Y_pred = model.predict(X_test)

fig = plt.figure(figsize=(8, 4))
ax = plt.axes()
for j in range(len(encoder.classes_)):
    ax.scatter(X_test[X_test[:, 1]==j, 0], Y_test[X_test[:, 1]==j],
               label=f"{encoder.classes_[j]} true",
               color=f"C{j}",
               alpha=0.5,  # fade this for demonstration later
               )
    ax.scatter(X_test[X_test[:, 1]==j, 0], Y_pred[X_test[:, 1]==j],
               label=f"{encoder.classes_[j]} predict",
               color=f"C{j}",
               marker="x",
               )
ax.set_xlabel(f"{target_vars[ind[0]]}")
ax.set_ylabel(f"{target_vars[ind[1]]}")
ax.grid(lw=0.5, zorder=0)
ax.legend();

> <span style="color:red">Q.</span> Try the case where you don't provide the `species` feature to see how bad/good the fitting is (it's probably bad if `max_depth` is low).
>
> <span style="color:red">Q.</span> Try increasing `max_depth` and see how variability in data is recovered, and quantify errors accordingly as a function of `max_depth`. You may want to fix the `random_state` values.
>
> Just a note that the plotting of the tree may be slow with increasing `max_depth`; you probably can't see anything in that case anyway, so probaby just avoid that plot command.
>
> <span style="color:red">Q.</span> Do the above but for `ccp_alpha` also. You may want to fix the `random_state` values.
>
> <span style="color:red">Q.</span> You can and should control over-fitting via other parameters that can be specified in the model initialisation, if one reason is to control the time it takes for the model to be trained. Have a look at what some of those are and try specifying those also.

----------------
# More involved exercises with this notebook

## 1) Decision trees with dimension reduction approaches

Consider doing a dimension reduction on the data first (e.g. PCA), and then fit a decision tree to that instead. Evaluate performance and dependence on parameters that control tree complexity.

## 2) Classifying cats and dogs

#### (This one is related to the upcoming assignment.)

Try and do cats and dogs classification. You may or may not want to use dimension reduction approaches first.

You may also want to revisit again after all the subsequent lectures (random forests, neural networks), because it's a hard test in general.

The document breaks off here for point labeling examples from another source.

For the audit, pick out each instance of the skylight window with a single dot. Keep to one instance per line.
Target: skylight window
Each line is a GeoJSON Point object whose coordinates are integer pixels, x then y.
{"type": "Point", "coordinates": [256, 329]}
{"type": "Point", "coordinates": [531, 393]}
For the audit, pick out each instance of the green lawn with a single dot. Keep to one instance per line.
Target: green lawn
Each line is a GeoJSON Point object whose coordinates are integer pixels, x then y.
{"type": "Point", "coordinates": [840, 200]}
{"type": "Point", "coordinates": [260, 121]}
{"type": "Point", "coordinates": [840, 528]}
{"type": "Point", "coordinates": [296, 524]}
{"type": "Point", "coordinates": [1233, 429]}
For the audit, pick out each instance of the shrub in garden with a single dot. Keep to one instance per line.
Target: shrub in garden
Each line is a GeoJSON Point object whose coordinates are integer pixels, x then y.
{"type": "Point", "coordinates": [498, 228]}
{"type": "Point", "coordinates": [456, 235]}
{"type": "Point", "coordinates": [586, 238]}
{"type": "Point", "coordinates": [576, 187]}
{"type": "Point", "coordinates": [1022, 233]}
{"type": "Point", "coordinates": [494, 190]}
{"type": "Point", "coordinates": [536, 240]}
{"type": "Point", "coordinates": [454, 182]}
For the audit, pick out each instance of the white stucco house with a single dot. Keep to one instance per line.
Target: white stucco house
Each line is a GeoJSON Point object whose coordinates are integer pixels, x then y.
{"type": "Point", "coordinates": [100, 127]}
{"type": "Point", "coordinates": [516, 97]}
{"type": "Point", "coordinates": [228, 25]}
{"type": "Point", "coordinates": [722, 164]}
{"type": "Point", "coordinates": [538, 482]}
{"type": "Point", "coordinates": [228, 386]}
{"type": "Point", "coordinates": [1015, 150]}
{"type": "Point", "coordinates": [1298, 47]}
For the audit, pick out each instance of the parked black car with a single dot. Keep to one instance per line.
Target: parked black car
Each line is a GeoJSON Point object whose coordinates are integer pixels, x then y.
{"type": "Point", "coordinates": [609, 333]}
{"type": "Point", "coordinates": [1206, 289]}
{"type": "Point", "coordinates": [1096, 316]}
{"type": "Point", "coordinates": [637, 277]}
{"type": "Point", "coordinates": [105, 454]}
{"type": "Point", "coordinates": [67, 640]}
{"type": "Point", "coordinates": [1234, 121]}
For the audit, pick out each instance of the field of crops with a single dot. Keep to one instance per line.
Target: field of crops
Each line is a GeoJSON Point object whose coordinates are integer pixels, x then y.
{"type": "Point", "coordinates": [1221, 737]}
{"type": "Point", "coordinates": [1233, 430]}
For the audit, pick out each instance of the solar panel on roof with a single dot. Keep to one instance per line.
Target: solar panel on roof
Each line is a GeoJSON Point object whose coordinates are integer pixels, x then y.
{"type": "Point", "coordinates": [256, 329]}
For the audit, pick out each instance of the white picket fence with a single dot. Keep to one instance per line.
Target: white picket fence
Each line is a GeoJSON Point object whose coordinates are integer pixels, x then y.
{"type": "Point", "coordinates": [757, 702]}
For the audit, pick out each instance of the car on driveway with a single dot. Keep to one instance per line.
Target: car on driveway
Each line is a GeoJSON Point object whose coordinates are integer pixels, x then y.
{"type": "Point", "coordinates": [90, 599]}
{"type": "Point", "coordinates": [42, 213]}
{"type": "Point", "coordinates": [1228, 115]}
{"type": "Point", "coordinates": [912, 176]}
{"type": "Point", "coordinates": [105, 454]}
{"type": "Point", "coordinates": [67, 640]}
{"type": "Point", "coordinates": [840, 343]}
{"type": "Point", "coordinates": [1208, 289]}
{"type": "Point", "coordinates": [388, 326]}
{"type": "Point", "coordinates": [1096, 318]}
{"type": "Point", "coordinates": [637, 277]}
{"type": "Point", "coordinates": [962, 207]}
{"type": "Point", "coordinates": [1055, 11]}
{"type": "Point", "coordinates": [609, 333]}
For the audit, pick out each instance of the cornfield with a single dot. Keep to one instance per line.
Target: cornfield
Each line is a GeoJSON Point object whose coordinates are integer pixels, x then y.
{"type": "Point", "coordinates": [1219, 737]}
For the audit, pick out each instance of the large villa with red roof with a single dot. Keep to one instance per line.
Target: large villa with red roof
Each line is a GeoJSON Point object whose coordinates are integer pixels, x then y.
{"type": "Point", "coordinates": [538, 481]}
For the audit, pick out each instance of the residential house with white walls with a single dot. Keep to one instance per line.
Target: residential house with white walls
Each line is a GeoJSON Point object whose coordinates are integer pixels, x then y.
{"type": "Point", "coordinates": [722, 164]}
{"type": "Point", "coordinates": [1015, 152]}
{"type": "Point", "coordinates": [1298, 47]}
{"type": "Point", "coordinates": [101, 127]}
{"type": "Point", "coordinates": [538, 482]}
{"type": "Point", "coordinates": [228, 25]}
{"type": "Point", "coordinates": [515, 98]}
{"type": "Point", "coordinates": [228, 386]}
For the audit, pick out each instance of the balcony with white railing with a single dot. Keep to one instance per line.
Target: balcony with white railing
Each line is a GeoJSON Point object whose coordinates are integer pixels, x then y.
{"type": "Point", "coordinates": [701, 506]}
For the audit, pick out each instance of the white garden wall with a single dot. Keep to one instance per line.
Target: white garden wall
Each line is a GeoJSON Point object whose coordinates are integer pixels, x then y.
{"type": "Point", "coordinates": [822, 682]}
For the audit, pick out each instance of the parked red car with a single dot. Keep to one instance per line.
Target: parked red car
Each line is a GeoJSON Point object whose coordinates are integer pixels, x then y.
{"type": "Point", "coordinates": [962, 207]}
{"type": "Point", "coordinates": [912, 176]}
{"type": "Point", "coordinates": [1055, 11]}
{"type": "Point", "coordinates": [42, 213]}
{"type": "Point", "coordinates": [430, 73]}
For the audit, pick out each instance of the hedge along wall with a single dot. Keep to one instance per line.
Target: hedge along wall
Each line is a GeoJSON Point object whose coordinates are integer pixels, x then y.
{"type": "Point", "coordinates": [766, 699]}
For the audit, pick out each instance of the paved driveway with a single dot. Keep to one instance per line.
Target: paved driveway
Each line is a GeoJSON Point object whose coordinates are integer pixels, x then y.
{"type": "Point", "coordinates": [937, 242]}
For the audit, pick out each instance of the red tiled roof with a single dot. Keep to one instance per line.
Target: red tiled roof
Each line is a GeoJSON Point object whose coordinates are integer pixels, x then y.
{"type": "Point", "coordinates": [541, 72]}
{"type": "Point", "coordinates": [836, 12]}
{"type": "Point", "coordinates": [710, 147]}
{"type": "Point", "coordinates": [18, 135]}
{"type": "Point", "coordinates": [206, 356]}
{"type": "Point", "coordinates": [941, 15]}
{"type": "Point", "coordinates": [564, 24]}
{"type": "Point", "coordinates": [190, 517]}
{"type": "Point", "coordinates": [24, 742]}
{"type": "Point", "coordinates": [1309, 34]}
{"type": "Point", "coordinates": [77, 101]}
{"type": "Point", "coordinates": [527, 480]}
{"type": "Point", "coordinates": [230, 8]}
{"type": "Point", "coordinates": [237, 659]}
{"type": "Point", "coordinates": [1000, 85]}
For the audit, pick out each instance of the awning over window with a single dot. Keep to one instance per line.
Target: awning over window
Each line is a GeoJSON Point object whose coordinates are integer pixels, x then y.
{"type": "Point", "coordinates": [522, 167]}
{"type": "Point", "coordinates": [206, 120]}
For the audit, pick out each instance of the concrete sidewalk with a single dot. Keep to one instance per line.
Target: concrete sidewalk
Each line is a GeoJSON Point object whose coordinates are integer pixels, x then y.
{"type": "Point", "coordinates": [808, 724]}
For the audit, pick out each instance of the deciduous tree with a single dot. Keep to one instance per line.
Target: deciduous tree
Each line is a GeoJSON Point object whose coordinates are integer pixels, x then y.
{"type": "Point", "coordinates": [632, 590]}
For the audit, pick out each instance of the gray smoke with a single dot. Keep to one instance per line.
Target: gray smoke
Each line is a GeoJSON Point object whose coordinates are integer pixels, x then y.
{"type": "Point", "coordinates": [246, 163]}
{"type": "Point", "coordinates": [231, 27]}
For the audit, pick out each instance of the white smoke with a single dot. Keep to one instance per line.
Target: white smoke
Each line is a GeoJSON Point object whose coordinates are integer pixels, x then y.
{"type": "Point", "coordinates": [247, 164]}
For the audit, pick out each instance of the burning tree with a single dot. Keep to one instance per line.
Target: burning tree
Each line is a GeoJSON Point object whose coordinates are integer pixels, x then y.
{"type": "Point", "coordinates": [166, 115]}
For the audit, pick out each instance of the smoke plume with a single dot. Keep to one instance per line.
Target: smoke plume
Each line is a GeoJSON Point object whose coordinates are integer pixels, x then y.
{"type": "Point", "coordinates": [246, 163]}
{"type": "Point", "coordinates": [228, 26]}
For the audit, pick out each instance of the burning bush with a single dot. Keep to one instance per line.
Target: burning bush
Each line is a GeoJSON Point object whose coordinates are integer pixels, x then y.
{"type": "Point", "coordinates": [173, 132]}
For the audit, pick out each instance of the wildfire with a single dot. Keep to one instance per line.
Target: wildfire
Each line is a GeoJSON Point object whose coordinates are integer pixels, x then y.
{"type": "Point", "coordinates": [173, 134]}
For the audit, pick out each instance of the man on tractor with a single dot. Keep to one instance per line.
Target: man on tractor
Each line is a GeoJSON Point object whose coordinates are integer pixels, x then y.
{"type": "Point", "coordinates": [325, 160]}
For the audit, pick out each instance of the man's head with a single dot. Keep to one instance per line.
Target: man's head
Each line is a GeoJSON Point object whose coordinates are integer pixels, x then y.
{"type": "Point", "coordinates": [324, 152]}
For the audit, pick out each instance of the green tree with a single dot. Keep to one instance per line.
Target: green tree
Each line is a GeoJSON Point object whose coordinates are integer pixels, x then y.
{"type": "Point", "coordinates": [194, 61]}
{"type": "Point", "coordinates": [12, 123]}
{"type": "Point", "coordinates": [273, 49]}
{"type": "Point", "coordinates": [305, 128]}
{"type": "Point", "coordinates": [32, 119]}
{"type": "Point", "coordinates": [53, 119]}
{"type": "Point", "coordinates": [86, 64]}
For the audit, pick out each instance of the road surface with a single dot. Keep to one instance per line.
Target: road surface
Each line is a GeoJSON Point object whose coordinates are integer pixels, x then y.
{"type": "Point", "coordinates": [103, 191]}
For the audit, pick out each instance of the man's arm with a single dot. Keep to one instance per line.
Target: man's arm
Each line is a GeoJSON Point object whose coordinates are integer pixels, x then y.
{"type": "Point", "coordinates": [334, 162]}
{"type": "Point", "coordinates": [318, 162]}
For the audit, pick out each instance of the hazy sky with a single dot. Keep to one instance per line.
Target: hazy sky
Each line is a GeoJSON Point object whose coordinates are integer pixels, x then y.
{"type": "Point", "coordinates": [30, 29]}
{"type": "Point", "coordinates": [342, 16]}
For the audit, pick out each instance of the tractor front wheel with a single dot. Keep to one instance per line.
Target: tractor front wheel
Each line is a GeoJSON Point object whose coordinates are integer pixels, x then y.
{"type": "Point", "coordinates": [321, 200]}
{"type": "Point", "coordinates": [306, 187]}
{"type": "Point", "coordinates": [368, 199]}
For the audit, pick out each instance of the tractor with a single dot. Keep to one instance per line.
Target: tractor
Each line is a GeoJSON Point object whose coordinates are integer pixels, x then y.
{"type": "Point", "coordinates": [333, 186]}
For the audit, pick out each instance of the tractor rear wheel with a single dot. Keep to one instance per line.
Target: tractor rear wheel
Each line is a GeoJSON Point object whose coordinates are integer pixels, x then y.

## 3) Predicting cats and dogs

#### (This one is related to the upcoming assignment.)

This one might be slow. Try and do cats and/or dog regression by predicting the right side of the face from the pixels on the left side, or top and bottom, or whatever really.

Consider how you may couple in dimensional reduction techniques here as well, which will really help with model training speed (because otherwise your feature dimensions are very large).

You may also want to revisit again after all the subsequent lectures (random forests, neural networks), because it's a hard test in general.

## 4) Time series forecasting

Consider regression on time series data like `elnino34_sst.data`, Lotka-Volterra, Lorenz, or similar.